Implementation can move quickly when an AI coding agent handles the low-level construction while the human steers with high-level intent.
Summary
In Karpathy’s framing, vibe coding raises the floor of software creation. A person can ask for an app or feature in natural language, let the agent edit files and run commands, and inspect the result. If things fail, the human can still fall back to ordinary programming.
Naval’s “return to code” framing adds a useful second angle: vibe coding restores a playful loop where a person can make small, personal tools without the full overhead of traditional software production. The output may be a production app, but it may also be a disposable one-shot app that solves one local problem.
What Changed
Earlier LLM coding use was mostly snippet-based: ask for code, copy it, paste it, repair it. Agentic coding tools changed the workflow because they have local file context, can edit multiple files, can execute commands, and can iterate inside the project.
Relationship To Agentic Engineering
Vibe coding is permissive and exploratory. Agentic engineering is stricter: it keeps professional standards around security, maintainability, verification, and design.
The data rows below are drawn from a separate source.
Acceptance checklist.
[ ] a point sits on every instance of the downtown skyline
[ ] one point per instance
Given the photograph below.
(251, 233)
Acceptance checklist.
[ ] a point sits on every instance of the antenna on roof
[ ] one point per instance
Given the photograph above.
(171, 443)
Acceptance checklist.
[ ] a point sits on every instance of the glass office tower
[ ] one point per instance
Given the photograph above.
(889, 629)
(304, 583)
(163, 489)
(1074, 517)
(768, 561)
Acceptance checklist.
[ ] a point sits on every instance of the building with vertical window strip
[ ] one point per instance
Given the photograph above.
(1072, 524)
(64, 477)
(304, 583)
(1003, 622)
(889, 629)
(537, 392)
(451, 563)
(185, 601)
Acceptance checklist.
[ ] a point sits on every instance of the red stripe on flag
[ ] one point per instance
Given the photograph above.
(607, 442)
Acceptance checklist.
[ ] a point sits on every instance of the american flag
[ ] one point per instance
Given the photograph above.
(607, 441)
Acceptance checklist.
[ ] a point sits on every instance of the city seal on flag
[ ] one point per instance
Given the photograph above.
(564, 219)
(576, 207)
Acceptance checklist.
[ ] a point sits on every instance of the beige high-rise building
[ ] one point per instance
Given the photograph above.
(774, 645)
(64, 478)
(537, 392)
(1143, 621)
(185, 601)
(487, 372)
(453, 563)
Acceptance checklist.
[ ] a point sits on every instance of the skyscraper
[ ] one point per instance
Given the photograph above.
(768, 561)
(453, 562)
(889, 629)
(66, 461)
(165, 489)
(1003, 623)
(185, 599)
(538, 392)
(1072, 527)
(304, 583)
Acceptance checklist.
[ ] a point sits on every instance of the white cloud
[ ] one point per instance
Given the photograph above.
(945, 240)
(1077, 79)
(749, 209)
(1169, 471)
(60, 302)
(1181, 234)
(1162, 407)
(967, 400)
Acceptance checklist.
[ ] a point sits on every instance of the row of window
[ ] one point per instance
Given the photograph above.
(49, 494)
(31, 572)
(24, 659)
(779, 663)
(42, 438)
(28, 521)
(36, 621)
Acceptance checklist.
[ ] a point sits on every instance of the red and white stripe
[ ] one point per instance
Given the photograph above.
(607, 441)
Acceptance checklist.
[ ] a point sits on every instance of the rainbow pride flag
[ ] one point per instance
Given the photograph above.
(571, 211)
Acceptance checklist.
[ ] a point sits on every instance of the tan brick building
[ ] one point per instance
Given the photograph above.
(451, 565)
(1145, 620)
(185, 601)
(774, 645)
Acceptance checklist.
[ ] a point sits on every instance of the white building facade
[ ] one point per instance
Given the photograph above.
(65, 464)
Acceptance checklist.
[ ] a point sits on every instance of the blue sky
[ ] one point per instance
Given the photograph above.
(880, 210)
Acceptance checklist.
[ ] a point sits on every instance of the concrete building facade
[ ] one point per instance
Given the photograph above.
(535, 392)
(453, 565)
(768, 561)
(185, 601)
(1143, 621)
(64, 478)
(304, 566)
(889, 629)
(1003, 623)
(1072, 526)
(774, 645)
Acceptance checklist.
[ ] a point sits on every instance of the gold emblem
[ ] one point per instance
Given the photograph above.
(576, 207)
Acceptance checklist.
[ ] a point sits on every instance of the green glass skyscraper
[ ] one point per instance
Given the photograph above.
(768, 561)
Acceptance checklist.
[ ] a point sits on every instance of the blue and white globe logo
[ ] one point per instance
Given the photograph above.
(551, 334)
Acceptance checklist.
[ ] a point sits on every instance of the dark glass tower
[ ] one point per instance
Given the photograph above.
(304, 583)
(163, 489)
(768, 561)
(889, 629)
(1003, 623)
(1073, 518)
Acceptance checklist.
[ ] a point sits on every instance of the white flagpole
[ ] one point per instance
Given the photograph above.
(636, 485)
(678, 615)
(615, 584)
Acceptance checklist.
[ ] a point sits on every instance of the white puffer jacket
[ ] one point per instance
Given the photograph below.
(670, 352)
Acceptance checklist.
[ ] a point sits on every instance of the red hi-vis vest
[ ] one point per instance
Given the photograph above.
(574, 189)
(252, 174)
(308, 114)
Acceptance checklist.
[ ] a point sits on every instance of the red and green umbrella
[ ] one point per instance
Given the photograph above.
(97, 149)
The important routing question is whether the artifact is disposable or durable. Disposable artifacts can tolerate more vibe. Durable systems need agentic engineering.
Related Concepts
Sources
- How I use LLMs
- Andrej Karpathy: From Vibe Coding to Agentic Engineering
- A Return to Code
- A Motorcycle for the Mind
Open Questions
- Where is vibe coding useful for fast prototypes but dangerous for durable systems?
- What signals indicate a project should shift from vibe coding to agentic engineering?